Lenny pulls up next to me. I tie up a few buoys up and throw him a line. He secures his boat to mine, comes aboard, gives me a kiss, then heads for the cabin. He tries to raise the lower unit. Again, we hear the motor going, but nothing happens. I tell him my plan to use the release lever, lift the unit manually and tie it up. We both scamper to the stern, one on each swim step. This time he offers to plunge his hand into the cold water to reach the lever. I let him. As he does, I lift the unit. So far so good. I grab the line but we are unable to tie it up. We just can’t get the right angle on it. It’s too heavy for just one person to hold it while the other cuts the net away. Now what?
I tell him I’ll grab my snorkel and mask, hop in my survival suit dive down and cut it out that way.
The look he shot me was priceless, as if to say “there is no way in hell I’m going to sit here and let you get in that icy cold water. “You are not jumping into the water” he says with clear disapproval of my idea. “Lenny, it will be fine. I’ll get in my survival suit and you will be right here if anything happens”. “No” he sighed. “I’ll go.”
He hops back to his boat and emerges a few moments later in his bright orange “Gumby” suit, otherwise known as a survival suit. A survival suit is a type of waterproof dry suit that helps protects from hypothermia in cold water. They typically have built in feet, a hood, and built in gloves. These gloves normally have two fingers and a thumb making dexterity impossible, hence the name “Gumby suit”.
I try not to chuckle as Lenny comes aboard in this bright orange suit, as he is doing me a huge favor. I offer him my mask and snorkel, but it’s too small, he has to do without.
He scurries to the stern and lowers himself down into the water. “Is it cold” I ask, feeling a bit guilty that he is getting in the water instead of me. “What do you think?” was his reply. I hand him the knife. He takes a breath and dives under. His feet pop up and fill with the air in the suit. He comes up with a gasp. His face is already a reddish purple from the cold, and he was only under about 20 seconds. He shoots me a look as he takes another deep breath and dives back down. After a few dives he ends up with a handful of web. I help him aboard and I try the engine. It fires up. I don’t know if he got all the web clear, but he got enough.
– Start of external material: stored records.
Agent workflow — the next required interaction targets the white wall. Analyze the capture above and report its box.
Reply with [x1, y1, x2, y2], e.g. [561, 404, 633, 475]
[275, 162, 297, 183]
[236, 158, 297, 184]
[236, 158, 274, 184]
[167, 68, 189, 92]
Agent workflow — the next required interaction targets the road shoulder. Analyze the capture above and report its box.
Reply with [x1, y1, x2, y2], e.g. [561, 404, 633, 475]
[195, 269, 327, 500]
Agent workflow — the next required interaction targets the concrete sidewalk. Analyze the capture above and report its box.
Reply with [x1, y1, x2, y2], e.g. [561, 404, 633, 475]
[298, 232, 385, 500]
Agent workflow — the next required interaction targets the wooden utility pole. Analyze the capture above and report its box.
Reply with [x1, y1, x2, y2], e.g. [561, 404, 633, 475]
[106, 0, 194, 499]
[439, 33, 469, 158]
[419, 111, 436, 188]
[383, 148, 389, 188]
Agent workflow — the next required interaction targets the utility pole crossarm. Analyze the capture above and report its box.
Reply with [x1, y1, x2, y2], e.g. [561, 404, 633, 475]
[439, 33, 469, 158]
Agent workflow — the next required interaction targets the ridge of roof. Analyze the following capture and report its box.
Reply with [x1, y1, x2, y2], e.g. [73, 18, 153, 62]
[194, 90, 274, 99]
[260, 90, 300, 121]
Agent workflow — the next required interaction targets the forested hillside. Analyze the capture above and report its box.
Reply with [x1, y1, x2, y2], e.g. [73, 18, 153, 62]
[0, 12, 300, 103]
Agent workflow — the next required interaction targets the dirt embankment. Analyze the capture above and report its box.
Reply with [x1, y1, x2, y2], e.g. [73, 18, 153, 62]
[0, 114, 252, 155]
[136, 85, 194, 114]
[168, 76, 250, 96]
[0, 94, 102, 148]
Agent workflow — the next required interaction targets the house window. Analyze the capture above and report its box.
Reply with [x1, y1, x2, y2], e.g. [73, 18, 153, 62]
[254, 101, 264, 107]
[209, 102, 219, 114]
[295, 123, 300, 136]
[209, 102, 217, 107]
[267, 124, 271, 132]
I thank him profusely. He stoically says “Ah-huh, you’ll get my bill”. I smile and thank him again. “Thank you, Lenny” I draw out in my cutest sing song voice.
He hops back aboard his boat, unties and pulls away. I get back to business. I suit up in my rain gear and carefully, giving it a wider berth than necessary, I run to the end of my net and pick up.
I wish I could say I learned my lesson that day and never ran over again but I ran it over three more times that season. Having used my one and only get out of jail free card, I had to jump in the water myself to cut it out.